The present article is divided into three parts:

• Part A contains a simple mathematical dissertation on open shape beams subject to torsion  
• Part B lists some of the typical torsion related issues in the pipe support design for the O&G industry. A solution to contain the effects of torsion is given for each case.
• Part C recounts about the findings of an experiment done at site.

General:

Steel beams have evolved across last centuries to respond to the changing needs of societies and technology; it has to be recognized that beams shapes have been developed by Mankind (not readily available as such in Nature) to resist specific type of loading and thus may not work properly when subjected to kind of loading different from the ones they have been engineered for.

Among the above ones, two of the most recurrent shapes, utilised in various Industries, for various scopes, are the circular hollow shape (pipe) and the H shape (HEA and UC beams in example), see Fig. 1.
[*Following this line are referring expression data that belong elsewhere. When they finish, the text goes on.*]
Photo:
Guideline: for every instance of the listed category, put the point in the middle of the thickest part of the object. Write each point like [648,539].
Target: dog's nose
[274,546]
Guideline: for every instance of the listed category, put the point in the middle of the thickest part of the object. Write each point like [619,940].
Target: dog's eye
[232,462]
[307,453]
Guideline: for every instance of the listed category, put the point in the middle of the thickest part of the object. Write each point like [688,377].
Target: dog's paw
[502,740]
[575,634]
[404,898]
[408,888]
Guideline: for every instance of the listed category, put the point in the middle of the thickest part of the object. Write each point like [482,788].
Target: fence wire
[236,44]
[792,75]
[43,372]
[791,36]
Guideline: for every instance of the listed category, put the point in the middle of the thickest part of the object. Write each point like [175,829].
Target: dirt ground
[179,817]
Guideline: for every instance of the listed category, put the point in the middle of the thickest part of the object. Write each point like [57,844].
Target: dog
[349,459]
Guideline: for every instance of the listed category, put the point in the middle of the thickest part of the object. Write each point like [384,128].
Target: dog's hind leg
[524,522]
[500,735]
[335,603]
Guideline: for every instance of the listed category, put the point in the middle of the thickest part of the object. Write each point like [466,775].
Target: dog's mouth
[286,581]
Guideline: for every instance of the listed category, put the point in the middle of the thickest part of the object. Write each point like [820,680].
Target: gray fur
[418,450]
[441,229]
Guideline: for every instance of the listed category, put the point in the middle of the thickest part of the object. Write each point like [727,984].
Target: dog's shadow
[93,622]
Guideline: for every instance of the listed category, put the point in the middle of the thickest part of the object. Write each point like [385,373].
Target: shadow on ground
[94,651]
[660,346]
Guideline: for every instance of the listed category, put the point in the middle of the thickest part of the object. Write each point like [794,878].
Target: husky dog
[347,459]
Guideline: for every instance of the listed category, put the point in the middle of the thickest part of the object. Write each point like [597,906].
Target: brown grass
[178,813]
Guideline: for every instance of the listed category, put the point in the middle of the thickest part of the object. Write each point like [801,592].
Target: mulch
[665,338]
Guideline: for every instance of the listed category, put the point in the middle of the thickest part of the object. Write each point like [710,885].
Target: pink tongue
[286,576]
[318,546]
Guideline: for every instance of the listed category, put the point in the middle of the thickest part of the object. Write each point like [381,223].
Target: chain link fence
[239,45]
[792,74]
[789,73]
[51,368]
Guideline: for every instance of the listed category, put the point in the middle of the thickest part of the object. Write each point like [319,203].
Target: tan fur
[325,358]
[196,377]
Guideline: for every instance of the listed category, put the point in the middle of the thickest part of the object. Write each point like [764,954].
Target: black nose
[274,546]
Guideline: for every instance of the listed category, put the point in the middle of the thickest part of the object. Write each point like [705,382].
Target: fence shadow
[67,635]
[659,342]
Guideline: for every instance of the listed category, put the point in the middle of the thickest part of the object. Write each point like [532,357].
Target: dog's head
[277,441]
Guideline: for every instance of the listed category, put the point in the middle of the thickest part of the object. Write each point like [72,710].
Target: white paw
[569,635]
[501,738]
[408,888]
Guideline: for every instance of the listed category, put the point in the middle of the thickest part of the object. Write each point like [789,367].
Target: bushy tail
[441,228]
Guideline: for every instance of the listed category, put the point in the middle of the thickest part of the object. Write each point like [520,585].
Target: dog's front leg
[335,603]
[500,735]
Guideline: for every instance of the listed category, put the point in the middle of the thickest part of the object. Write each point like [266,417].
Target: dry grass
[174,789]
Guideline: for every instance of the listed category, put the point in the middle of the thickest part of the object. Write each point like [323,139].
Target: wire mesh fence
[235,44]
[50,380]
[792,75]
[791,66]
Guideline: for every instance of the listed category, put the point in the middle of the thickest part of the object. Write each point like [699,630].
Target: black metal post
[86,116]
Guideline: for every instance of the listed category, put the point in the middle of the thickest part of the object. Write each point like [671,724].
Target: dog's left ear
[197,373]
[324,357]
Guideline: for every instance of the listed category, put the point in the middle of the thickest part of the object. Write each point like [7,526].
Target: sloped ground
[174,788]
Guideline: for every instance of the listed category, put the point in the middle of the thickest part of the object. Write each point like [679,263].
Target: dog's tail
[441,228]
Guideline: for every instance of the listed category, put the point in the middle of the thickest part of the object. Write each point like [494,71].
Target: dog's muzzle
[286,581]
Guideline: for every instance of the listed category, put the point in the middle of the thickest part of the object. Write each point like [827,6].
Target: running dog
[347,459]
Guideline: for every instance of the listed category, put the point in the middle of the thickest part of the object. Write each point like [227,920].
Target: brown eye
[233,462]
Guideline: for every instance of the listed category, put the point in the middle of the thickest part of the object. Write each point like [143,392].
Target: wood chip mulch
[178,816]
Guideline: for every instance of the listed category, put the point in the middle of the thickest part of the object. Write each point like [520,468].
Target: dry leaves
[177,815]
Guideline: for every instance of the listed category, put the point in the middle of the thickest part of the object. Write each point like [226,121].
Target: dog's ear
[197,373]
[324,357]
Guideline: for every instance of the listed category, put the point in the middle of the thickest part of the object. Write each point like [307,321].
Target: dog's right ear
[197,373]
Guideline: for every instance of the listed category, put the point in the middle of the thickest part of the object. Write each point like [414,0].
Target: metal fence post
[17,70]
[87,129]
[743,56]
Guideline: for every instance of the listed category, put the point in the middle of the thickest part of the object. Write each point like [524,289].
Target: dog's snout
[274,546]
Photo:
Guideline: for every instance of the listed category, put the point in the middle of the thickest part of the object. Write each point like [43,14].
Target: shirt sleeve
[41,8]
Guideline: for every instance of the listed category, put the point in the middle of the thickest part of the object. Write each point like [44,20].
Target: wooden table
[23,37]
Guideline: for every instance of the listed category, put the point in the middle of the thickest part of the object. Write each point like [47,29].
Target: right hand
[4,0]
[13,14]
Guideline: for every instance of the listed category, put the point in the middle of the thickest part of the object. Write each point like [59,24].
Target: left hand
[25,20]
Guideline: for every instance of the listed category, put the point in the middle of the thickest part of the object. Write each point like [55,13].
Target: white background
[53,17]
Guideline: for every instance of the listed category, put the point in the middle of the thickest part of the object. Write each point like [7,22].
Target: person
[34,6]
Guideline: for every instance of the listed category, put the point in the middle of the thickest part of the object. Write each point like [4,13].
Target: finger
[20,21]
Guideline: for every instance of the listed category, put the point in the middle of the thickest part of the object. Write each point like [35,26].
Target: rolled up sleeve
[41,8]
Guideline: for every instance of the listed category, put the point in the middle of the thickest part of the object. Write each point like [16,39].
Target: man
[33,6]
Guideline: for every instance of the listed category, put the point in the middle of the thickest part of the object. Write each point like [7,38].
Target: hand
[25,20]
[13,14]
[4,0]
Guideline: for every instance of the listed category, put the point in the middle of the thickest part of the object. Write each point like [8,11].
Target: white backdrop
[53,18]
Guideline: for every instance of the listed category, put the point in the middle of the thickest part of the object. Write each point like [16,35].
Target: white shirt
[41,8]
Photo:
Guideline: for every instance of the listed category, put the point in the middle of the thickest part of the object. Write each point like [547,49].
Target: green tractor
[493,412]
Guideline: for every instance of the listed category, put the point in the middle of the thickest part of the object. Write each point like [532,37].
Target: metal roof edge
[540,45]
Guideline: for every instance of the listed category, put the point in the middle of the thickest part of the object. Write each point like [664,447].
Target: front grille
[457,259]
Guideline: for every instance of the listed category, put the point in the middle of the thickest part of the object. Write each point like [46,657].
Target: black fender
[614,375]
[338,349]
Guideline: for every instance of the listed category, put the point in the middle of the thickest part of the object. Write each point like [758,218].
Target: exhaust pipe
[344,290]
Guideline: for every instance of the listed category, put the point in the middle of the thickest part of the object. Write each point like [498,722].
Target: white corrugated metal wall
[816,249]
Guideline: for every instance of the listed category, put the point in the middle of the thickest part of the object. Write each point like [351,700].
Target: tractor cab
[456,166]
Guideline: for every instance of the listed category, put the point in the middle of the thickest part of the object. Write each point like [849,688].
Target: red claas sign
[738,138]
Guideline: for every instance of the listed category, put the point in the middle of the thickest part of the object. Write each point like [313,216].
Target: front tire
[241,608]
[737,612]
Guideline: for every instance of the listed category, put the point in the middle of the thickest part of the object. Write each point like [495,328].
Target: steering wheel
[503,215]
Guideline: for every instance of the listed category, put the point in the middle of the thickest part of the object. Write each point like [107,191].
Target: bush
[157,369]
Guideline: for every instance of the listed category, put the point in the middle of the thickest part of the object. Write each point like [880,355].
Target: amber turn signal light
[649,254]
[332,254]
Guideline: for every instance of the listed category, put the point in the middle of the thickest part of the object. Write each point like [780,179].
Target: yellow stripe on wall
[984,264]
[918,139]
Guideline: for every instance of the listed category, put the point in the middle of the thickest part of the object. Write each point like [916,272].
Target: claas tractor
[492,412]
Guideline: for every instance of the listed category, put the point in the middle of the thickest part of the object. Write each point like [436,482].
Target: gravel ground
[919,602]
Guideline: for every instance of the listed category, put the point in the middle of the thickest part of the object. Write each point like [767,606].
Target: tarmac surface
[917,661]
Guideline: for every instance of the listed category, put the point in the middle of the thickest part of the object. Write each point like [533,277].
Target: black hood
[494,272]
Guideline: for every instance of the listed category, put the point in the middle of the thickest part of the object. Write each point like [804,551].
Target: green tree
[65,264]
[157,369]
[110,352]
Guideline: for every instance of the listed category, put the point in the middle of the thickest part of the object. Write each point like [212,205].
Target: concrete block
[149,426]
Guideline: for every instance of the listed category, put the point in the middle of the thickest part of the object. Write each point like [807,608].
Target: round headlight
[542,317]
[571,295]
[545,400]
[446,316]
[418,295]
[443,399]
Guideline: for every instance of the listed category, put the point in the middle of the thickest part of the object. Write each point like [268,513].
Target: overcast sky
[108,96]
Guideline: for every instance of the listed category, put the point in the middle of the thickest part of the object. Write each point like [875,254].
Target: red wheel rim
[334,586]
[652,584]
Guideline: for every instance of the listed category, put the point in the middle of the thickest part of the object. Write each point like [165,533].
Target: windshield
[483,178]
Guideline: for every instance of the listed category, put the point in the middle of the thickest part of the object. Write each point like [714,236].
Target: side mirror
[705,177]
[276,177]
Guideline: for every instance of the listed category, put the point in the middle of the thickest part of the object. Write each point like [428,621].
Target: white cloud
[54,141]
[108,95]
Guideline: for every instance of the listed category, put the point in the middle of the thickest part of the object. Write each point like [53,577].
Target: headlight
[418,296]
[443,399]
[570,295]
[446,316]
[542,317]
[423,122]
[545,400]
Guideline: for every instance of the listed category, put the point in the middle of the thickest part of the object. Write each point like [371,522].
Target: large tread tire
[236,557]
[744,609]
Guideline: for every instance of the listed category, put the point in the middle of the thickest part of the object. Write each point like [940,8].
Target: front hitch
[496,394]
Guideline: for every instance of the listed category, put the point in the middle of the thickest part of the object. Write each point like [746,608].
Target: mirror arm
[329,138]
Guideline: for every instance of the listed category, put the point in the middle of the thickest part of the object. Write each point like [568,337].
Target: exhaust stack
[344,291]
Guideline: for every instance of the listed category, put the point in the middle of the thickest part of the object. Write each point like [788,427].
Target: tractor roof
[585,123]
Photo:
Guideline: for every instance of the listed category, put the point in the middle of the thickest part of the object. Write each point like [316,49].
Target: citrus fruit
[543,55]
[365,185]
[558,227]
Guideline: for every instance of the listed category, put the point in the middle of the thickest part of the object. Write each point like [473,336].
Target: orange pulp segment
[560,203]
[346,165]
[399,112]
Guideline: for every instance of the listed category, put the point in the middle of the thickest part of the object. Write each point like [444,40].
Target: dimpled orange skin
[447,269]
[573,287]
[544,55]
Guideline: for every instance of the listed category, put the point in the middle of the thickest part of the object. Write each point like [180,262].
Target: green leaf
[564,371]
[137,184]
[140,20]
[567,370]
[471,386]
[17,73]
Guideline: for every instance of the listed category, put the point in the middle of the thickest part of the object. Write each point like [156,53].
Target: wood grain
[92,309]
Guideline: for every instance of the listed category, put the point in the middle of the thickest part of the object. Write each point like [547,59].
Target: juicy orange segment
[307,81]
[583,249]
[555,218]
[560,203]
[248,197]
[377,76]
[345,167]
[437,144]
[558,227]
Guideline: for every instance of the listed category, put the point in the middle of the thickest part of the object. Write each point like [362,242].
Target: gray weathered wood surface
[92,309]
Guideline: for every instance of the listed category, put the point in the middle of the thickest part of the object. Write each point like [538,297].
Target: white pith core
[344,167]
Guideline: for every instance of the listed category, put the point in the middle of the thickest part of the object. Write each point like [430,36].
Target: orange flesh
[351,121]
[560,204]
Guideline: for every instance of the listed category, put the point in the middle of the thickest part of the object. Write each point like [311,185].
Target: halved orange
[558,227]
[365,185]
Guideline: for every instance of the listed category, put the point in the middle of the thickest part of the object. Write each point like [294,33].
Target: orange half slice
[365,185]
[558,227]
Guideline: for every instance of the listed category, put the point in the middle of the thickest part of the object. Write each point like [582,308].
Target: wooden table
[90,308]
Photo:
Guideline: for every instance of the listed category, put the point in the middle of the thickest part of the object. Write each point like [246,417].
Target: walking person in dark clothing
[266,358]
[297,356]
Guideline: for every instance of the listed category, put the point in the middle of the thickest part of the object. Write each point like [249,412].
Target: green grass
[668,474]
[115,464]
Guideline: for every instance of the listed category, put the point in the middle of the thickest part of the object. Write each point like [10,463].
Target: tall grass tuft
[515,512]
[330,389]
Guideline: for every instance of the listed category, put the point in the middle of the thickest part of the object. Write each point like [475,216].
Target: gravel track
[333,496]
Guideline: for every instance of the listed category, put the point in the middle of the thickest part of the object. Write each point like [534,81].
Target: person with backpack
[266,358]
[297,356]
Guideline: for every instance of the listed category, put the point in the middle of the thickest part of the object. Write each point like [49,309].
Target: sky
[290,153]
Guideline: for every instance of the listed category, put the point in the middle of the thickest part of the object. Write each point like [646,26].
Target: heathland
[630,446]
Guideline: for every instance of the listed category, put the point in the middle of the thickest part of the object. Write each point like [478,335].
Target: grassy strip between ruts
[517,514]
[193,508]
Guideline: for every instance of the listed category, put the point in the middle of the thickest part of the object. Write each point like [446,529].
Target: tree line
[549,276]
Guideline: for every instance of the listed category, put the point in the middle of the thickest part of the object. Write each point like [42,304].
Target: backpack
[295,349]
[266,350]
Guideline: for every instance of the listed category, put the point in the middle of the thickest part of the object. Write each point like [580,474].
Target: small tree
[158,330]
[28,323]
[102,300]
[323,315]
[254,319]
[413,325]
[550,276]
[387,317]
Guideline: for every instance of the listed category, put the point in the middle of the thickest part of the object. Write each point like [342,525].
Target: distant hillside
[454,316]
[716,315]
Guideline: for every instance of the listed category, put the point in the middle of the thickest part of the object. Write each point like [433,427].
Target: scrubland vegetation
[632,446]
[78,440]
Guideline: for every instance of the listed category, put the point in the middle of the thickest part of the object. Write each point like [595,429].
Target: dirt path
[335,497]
This article will mainly focus on these shapes for illustrative purposes around the subject.

Fig. 1

PART A – Open shape steel beams under torsion

Torsion on beams: Twisting.

The change of rotation (twist) per unit length (i.e. the first derivative of rotation) of a St Venant beam subject to torsion (pure torsion of a long prism unrestrained at its ends) is given by the following formula:

ɸ’ = T/G I_T , where

T is the applied torque

G is the shear modulus

I_T is the St Venant torsional constant

The rotation ɸ of one end of the prism with respect to the other end is thus LT/G I_T, where L is the length of the prism.

Fig. 2

Torsion on beams: Warping.

Warping happens when the sections of the prism are unable to keep flat during deformation (i.e. deformation of the section happens also in the X direction in Fig. 1 under loading). Warping depends on the shape geometry, round shapes do not develop warping during twisting while open shapes (all commercial profiles) generally develop some degree of warping, with the most significant effects being shown by H types profiles. If warping deformation is prevented by constraints (like i.e. welded or flanged connection at one end of the prism) then stresses arise which may be significant and need to be accounted for in the design. For the purpose of this sheet it is important to note that warping involves the development of deformations not symmetrical with respect to the loading (i.e. a support may not just twist but may develop movements in directions not coherent with the load direction).

A Simple Calculation

Note: this article focuses on the deformations experienced by open shapes when subjected to torsion and is aimed to assisting the designer in the selection of the best support arrangement to avoid the occurrence of torsion; as such, given that torsion in pipe support design is regarded as something to be eliminated rather than designed for, no mention of how to calculate stresses has been deliberately made. However part B is entirely derived from the SCI publication “Design of steel beams in torsion” ¹: for a complete dissertation on the subject the reader may refer to the above mentioned publication or others included among the references. Let us consider now the case of an inverted L post on which an axial stop is installed (see Fig. 3) and calculate the rotation that occurs at member b as a result of twisting in member a.

Fig. 3

Data:

Twisting length C of member a (from the intersection with member b CL to the top connection of the inverted L post)= 1400 mm

Lever arm L (from CL of load F to intersection between member a and b, measured along member b axis)= 700 mm

Force F (due to axial stop)= 1 kN

Shape designation (assumed same for member a and b) : UKC 152x152x23

Saint Venant torsional constant¹: 4.63 cm⁴ = 4.63 x 10^-8 m⁴

Shear modulus (G)¹ : 81 GPa = 81 GN/m²

Calculation:

Applied torque T: F x A = 10 kN x 0.7 m = 7000 Nm

ɸ’= T/G I_T = 700 / (81000000000 x 0.0000000463) ≈ 0.19 Rad/m

Rotation (across the “a” member  whole length C): 1.4 x 0.19 = 0.266 Rad = 0.266 x 360 / (2π) ≈ 15 ⁰

Horizontal movement at point of application of F load (along F axis) = 0.7 x sin 15⁰ ≈ 0.181 m

As it can be seen the result makes the choice of an H shape structure for this application totally unsuitable (the axial stop, often referred to as “fixed point”, would move nearly 20 cm).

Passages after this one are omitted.